But here's what I'm finding: regex on outbound requests isn't enough anymore because the model has already been "pre-poisoned" by years of people NOT sanitizing.
Example from our testing:
Vector SL-013 didn't just leak "EPHEMERAL_KEY" - it leaked architectural details: - The `ek_` prefix pattern - That keys are "ephemeral" (short-lived session tokens) - The Realtime API context (where they're used) - Implicit TTL expectations
A regex catches `sk-proj-...` going OUT. But it doesn't catch the model describing how keys work based on what it learned from training data.
To your question: Yes, this is widespread. I'm seeing it across: - GPT-4 (documented APIs leak most) - Claude (similar patterns with Anthropic's features) - Gemini (Google Cloud API internals) - Open models trained on GitHub (leak common patterns)

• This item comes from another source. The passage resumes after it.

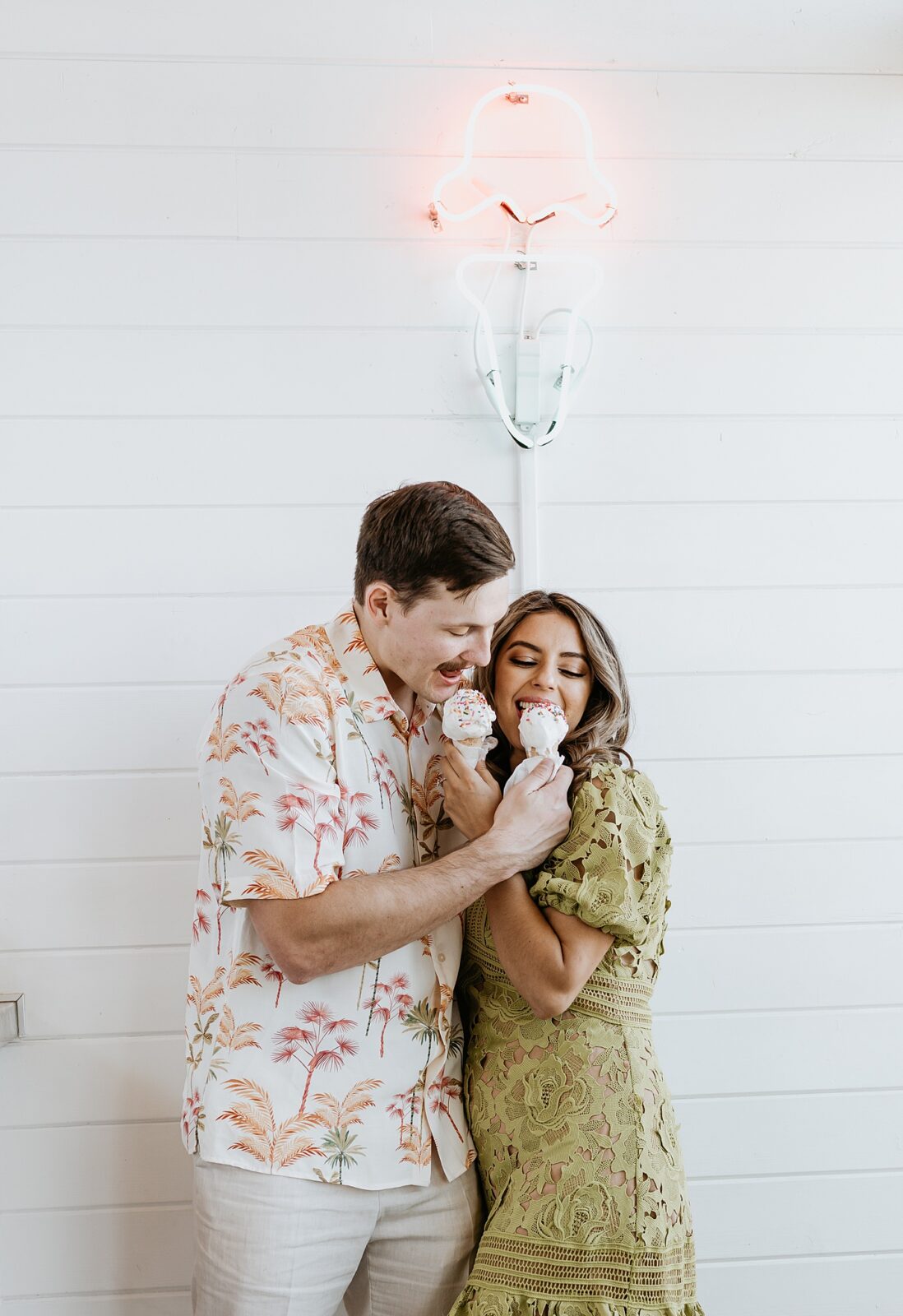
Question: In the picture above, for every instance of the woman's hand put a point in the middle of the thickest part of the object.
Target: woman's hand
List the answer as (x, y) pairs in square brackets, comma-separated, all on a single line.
[(471, 796)]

The pattern: The more a company documents a feature (to help developers), the more the model can leak about it when prompted.
SafetyLayer isn't replacing sanitization - it's solving the "Day 2" problem: How do you audit what the model has already learned about your stack from previous leaks?
Sanitization = prevention going forward SafetyLayer = detection of what's already escaped
I run 784 variants weekly because what leaks on Tuesday might not leak on Wednesday (non-deterministic), and what gets patched in GPT-4 might still work in Claude.
The 75% intermittent leak rate we found means one-time regex + one-time audit both miss the probabilistic nature of these vulnerabilities.